曇り日。お昼頃からぽつぽつと雨が降り始める。
気温もあまり上がらず肌寒い一日だった。
大晦日から元旦にかけてまた大寒波が襲って来るとのこと。
もう雪はたくさんだけれどまた降るのかもしれない。
予定通りに仕事納め。午前中に工場の清掃をしてお昼で終わる。
資金繰りが順調だったのでボーナスを支給することにした。
それも私の一存で決められるので我ながら大したものだと思う。
ボーナスと言ってもほんの寸志ほどの額だけれど
義父は生まれて初めて貰ったととても喜んでいた。
中学を卒業してからとある整備工場に見習いで就職し
整備士の資格を取ったけれどお給料はとても安かったらしい。
60年以上も昔の事でボーナスなどとは縁遠かったのだろう。
その後独立して自分の工場を持ったけれど
食べて行くだけで精一杯だったらしい。
会社を設立した頃には従業員のお給料に苦労し続けて
社長とは言え役員報酬さえも手に出来なかったのだった。
どんなに働いても報われない。

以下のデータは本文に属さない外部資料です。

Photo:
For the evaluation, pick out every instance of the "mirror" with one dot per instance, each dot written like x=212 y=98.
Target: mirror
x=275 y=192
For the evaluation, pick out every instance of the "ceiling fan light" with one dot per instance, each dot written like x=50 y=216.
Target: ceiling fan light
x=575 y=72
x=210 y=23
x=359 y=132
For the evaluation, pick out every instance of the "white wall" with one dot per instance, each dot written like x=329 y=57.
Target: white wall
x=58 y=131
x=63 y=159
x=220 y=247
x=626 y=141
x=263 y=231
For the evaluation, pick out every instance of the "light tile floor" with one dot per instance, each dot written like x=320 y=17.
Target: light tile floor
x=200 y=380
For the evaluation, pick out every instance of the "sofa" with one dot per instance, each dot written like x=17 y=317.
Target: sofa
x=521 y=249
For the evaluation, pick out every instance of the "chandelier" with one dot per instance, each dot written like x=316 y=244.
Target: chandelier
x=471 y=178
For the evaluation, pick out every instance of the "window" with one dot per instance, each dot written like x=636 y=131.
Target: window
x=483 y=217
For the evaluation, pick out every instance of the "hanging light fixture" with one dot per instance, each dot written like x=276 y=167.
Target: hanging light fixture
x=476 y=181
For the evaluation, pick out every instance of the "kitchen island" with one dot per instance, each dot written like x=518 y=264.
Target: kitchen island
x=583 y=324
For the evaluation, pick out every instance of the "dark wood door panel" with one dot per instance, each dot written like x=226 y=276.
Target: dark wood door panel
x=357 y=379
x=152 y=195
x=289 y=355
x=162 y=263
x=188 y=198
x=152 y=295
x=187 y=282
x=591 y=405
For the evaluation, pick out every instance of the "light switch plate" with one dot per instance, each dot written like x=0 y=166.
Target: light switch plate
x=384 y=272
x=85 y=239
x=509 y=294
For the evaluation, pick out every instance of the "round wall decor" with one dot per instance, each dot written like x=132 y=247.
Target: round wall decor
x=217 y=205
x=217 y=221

云わば日陰の道を歩んで来たのだと思う。
そんな義父にたとえ寸志でもボーナスをあげられて本当に良かった。
「こんなにもらって良いのか」と心配していたけれど
「大丈夫よ」と笑顔で応える。「また来年も頑張ろうね」と言って。
私は心地よい達成感と充実感に満たされていた。
難破船のような会社だけれど何処かの島に流れ着いたような気がする。
ひと休みしたらまた波に押されて海を漂うことだろう。
義父と同僚と3人で一生懸命にオールを漕ぎ続けようと思う。